Earlier this week, Army Maj. Gen. Peter Chiarelli, who commands the 1st Cavalry Division in Baghdad, said he has been able to identify and disable one out of every two vehicle-borne IEDs used by foreign suicide bombers.

Army Lt. Gen. Thomas Metz, a top commander in Iraq, said Thursday that 14 of 18 provinces are now safe enough to hold elections. In the other four, which include areas around Fallujah and Baghdad, the general said he is stepping up security to make them as secure as possible.

“I cannot put a bubble around every person walking from their home to the polling site,” Gen. Metz said. “But we’re going to do everything possible that we possibly can in the next three weeks to create that condition for them.”

Gen. Metz said the number of attacks countrywide is about 70 per day. The number may increase to 80 to 85 as the Jan. 30 parliamentary election approaches.

The Pentagon announced yesterday that Defense Secretary Donald H. Rumsfeld is dispatching a retired Army general to Iraq to give him a fresh perspective on the status of training and deploying homegrown security forces.

Retired Army Gen.
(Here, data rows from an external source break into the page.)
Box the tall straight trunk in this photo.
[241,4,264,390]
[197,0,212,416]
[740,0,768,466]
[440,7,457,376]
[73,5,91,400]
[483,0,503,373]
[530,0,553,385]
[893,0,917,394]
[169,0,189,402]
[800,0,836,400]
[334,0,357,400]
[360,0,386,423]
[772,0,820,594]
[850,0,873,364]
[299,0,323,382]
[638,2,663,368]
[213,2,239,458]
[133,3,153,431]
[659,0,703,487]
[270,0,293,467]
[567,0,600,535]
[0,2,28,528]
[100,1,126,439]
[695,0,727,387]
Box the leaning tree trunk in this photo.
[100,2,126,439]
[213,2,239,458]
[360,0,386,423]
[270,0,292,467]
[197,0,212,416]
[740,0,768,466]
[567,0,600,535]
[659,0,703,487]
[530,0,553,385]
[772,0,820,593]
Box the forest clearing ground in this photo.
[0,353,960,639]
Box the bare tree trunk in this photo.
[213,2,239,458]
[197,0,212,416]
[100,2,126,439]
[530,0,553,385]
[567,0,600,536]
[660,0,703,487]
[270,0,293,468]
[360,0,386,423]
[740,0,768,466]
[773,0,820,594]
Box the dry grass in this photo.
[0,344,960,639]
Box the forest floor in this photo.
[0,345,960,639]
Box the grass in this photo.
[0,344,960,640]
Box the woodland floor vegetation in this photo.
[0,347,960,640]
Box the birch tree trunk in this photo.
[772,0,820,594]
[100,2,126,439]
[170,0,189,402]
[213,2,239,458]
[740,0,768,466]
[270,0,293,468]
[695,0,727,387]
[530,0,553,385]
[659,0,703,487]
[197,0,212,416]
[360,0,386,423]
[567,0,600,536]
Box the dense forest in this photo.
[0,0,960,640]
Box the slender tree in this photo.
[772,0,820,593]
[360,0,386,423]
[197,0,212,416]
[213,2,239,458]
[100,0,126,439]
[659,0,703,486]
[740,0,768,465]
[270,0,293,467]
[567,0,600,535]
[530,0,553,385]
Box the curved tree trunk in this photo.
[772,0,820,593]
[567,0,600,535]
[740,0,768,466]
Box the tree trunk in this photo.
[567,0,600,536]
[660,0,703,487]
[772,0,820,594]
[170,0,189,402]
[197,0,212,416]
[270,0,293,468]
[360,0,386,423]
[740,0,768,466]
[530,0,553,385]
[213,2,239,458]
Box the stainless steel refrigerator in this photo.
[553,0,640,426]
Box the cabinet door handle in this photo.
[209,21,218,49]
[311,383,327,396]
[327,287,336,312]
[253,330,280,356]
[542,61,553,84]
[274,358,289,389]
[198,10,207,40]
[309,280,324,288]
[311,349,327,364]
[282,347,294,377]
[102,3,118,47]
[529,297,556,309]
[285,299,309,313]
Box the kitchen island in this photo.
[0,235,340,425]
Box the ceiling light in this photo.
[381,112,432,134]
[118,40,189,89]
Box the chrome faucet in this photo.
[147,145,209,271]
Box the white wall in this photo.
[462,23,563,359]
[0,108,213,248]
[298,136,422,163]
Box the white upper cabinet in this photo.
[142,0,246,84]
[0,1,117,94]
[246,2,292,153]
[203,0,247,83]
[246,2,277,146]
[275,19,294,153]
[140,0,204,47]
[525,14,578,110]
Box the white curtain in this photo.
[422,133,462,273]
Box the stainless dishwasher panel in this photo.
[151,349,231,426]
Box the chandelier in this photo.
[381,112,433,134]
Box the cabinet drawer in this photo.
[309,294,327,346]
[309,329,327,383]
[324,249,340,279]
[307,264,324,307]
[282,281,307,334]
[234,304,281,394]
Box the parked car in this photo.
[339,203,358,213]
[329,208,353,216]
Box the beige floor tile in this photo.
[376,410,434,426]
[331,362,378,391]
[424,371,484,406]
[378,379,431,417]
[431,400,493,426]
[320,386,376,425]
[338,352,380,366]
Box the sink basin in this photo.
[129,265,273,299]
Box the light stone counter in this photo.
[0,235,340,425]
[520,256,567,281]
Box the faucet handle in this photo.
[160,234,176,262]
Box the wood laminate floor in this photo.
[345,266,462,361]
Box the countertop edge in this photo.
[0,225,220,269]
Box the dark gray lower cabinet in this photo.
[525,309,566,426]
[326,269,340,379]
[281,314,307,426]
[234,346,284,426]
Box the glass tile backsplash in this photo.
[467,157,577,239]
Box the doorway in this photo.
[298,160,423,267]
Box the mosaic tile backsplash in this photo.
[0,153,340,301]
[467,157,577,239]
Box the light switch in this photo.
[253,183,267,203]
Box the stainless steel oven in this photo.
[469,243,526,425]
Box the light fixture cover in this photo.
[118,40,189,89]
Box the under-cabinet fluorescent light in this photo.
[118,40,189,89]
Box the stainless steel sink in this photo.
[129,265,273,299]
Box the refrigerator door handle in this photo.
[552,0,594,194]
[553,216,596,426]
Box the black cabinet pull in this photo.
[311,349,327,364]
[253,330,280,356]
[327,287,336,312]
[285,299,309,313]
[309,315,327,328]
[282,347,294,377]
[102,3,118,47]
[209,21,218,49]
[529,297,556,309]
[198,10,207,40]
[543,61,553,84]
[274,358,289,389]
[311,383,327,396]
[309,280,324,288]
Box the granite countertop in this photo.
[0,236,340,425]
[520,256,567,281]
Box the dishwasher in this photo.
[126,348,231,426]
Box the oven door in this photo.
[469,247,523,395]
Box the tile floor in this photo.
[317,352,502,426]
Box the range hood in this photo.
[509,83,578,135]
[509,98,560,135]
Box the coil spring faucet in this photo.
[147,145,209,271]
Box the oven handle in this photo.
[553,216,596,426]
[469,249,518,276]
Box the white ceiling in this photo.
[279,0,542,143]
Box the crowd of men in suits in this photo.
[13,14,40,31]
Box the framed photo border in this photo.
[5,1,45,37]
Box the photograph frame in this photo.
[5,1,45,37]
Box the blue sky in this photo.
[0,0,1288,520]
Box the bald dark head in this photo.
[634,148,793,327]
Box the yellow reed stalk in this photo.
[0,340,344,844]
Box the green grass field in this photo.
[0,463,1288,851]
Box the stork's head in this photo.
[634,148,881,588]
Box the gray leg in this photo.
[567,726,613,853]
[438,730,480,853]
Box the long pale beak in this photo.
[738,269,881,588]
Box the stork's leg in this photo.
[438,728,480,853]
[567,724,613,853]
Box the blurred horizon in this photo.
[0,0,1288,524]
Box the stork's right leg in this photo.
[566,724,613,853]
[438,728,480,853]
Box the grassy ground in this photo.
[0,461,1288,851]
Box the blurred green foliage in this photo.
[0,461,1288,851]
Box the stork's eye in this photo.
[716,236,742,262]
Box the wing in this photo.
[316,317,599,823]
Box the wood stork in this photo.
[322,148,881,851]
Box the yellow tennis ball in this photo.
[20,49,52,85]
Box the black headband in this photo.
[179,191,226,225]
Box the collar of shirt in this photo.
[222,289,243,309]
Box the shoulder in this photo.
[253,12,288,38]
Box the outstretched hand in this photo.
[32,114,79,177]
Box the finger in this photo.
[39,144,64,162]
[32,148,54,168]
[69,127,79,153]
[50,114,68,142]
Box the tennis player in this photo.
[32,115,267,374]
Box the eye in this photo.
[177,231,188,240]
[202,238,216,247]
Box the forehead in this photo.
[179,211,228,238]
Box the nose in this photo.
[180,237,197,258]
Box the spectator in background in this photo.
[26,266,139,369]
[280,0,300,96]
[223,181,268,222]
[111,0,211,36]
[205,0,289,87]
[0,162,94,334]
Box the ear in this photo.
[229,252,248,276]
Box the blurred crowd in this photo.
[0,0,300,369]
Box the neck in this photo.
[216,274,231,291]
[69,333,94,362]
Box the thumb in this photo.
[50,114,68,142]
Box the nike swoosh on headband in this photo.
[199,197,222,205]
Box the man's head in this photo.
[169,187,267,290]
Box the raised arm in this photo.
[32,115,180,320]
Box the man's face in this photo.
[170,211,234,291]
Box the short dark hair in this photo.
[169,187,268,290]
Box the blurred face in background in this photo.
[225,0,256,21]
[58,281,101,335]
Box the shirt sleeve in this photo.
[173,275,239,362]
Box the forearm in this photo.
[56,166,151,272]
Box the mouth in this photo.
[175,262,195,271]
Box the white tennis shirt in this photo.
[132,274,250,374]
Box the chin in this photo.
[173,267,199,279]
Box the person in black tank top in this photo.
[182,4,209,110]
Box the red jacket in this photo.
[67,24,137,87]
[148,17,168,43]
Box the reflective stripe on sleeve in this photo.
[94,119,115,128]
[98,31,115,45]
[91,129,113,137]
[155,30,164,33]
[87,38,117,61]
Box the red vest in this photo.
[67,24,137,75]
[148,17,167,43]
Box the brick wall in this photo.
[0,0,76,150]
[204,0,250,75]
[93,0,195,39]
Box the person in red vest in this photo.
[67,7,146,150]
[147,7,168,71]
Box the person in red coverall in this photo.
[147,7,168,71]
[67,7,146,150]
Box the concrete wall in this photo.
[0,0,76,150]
Gary Luck, a former Special Forces soldier who commanded U.S. troops in Korea, will go to Iraq for the fourth time since Baghdad fell in April 2003 to assess progress in deploying Iraqi army, national guard, police and other units. The New York Times yesterday first reported on his mission.

Pentagon spokesman Larry Di Rita said Gen. Luck’s task is limited to gauging the Iraqi security forces’ progress. He is not conducting a total evaluation of the war effort, the spokesman said.

“His mission is to go over there and take a look at Iraqi security force development, where are we, how’s it going, provide an assessment to the commanders over there,” Mr. Di Rita said.

Gen. Luck is a trusted Pentagon adviser. He was a senior mentor to Army Gen. Tommy Franks during Iraq war planning. He has remained as a consultant to U.S. Joint Forces Command on lessons learned in the war on terror.

Mr. Rumsfeld has relied in the past on retired officers to give a different perspective on a problem. He tapped Gen. Peter Schoomaker, for example, to study how U.S. Special Operations Command could operate better in the war against al Qaeda. The secretary was so impressed that he recalled Gen. Schoomaker to active duty and made him Army chief of staff. The Pentagon has sent other retired officers to Iraq to provide assessments outside the normal chain of command, which is topped by Army Gen. John Abizaid, chief of U.S. Central Command.